The research, developed in partnership with Passivebolt, highlights the rise in demand for secured smart spaces, the growing ecosystem of competitors, and the need for manufacturers to develop partnerships with suppliers who can help them adapt quickly to new opportunities.

“The majority of residential door locks installed in the US are mechanical, but an increasing number of exterior locks are being replaced with smart door locks,” said Jennifer Kent, Vice President, Research, Parks Associates. “As connectivity becomes a de facto requirement to stay competitive, value creation moves to new sets of features and applications. Manufacturers must engage in constant innovation and explore new strategies to take products to market quickly.”

The whitepaper reveals that smart door locks and associated whole-building access control systems have fuelled the recent acceleration in smart apartment adoption—15% of multi-dwelling unit (MDU) owners/operators report having a secure access system in common areas that include IoT devices they can access and control remotely. A similar percentage have connected access solutions for individual units. One-third of MDU property managers report that their residents are demanding the ability to enable remote access to apartment units.

Whether established market leaders or start-ups, smart access control product and system manufacturers are under constant pressure to keep innovating. Product lifecycles for smart products – which demand software updates, new connectivity standards, sensor integration, and cyber security patches – are dramatically shorter than traditional, unconnected or locally networked solutions.
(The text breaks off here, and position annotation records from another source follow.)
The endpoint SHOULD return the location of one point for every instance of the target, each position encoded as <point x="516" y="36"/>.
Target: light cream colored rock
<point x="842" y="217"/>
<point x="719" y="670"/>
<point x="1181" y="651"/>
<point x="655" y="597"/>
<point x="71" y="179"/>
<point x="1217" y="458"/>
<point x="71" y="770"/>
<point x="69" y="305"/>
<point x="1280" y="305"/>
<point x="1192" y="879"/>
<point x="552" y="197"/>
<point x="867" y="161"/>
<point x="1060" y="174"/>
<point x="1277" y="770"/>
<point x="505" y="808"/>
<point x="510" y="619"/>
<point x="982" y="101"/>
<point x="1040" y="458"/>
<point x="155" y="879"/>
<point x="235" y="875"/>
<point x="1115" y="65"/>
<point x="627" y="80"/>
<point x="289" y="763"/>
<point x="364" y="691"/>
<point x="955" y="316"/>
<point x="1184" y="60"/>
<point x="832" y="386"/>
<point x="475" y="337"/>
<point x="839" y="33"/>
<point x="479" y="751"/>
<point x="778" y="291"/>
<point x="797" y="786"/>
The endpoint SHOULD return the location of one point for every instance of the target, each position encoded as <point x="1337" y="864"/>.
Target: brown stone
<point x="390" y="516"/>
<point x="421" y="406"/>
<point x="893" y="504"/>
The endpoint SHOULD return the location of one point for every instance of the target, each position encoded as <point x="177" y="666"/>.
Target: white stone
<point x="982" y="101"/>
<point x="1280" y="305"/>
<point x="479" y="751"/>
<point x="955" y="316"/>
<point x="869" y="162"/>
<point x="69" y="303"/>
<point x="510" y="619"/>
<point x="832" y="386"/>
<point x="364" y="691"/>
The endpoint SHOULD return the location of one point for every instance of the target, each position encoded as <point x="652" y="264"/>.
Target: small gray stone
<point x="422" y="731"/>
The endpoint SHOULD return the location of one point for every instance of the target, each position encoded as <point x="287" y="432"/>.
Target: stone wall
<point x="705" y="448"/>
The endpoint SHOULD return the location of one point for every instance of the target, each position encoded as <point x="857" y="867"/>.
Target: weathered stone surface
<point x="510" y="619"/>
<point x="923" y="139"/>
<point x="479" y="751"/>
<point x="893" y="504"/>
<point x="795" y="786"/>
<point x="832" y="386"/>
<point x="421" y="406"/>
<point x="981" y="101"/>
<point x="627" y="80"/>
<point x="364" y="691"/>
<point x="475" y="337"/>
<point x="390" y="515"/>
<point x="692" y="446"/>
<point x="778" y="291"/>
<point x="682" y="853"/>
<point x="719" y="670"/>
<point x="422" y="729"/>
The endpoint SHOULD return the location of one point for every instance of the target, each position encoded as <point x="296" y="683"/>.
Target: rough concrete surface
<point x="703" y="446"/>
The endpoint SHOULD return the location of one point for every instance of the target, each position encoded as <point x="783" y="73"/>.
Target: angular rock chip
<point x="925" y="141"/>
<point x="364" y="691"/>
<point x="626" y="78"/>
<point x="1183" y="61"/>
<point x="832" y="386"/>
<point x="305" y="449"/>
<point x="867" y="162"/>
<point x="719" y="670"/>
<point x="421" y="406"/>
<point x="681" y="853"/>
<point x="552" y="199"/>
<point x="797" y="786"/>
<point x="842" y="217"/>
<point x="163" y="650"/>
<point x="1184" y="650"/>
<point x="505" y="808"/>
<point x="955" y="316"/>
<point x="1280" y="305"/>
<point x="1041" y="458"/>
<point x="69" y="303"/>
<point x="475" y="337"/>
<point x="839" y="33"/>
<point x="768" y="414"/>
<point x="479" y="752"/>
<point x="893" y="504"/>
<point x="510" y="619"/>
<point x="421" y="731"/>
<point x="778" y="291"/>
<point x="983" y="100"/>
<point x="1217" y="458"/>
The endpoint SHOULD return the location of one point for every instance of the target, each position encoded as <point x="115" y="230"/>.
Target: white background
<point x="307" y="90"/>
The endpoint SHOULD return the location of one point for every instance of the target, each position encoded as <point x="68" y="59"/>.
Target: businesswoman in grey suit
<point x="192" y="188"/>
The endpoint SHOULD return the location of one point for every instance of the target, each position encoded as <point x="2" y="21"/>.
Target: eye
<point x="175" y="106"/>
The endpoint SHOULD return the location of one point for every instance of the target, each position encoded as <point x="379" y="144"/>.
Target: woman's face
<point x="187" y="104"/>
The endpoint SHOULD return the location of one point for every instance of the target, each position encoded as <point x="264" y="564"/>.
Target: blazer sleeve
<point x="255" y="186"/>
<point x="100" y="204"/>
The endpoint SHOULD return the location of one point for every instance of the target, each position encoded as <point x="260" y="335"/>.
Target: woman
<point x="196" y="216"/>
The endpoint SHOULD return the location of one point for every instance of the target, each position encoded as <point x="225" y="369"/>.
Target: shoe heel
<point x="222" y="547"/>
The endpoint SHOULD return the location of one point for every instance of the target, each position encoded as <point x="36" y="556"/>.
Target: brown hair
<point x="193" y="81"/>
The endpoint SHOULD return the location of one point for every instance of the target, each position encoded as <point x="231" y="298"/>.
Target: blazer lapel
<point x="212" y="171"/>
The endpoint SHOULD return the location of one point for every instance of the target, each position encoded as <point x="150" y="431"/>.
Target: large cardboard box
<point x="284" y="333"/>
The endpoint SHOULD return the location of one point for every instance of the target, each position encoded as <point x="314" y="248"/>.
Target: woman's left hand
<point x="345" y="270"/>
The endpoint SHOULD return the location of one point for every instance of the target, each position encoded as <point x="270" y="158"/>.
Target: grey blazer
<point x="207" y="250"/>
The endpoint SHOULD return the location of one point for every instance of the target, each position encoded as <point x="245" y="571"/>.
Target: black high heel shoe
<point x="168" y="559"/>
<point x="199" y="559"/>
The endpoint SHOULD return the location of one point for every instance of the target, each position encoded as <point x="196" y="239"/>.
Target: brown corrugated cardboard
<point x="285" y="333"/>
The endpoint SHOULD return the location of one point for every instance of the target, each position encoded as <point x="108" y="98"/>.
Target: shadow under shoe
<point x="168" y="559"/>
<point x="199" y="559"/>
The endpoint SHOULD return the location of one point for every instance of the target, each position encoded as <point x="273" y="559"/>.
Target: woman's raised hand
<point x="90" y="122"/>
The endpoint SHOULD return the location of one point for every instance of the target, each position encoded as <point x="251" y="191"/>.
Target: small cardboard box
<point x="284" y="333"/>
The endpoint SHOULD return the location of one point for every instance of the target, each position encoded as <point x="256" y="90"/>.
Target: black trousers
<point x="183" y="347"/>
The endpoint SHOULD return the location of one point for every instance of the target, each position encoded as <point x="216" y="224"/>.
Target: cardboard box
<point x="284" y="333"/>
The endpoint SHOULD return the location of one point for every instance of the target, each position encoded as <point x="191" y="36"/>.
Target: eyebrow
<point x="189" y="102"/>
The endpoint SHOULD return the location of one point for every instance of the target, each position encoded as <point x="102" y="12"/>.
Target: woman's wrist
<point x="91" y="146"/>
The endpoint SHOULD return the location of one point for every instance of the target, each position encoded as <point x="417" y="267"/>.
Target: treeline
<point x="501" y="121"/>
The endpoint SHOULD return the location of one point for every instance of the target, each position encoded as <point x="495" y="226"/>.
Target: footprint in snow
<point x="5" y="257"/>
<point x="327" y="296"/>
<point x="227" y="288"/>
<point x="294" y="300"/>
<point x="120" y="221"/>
Manufacturers must be more agile, respond faster to changing market conditions, and get new features to consumers faster than the organisation may be able to move.

“Feature innovations, such as biometric verification, integrated video cameras, voice control via smart speakers, and integration with home delivery services, just keep coming,” Kent said. “Manufacturers try to keep up, but the fragmented nature of the space and the lack of a mature supply chain may be depressing this market’s ability to scale.”

Kabir Maiga, Co-Founder of Passivebolt, suggests a Tier-1 market structure, a model long utilised in the automotive and other mature industries, can fuel industry growth. “A Tier-1 supply structure can result in more effective R&D, rapid pivots to adapt to changing market conditions, and easier integrations across the smart home and IoT spaces.”

Smart access companies are constantly looking for incremental innovation, progress, and technology development that make products better year over year. Suppliers have an opportunity to better serve manufacturers by operating on a Tier-1 structure, which could provide a more systematic and cost-efficient approach for the development and release of the next generation of products.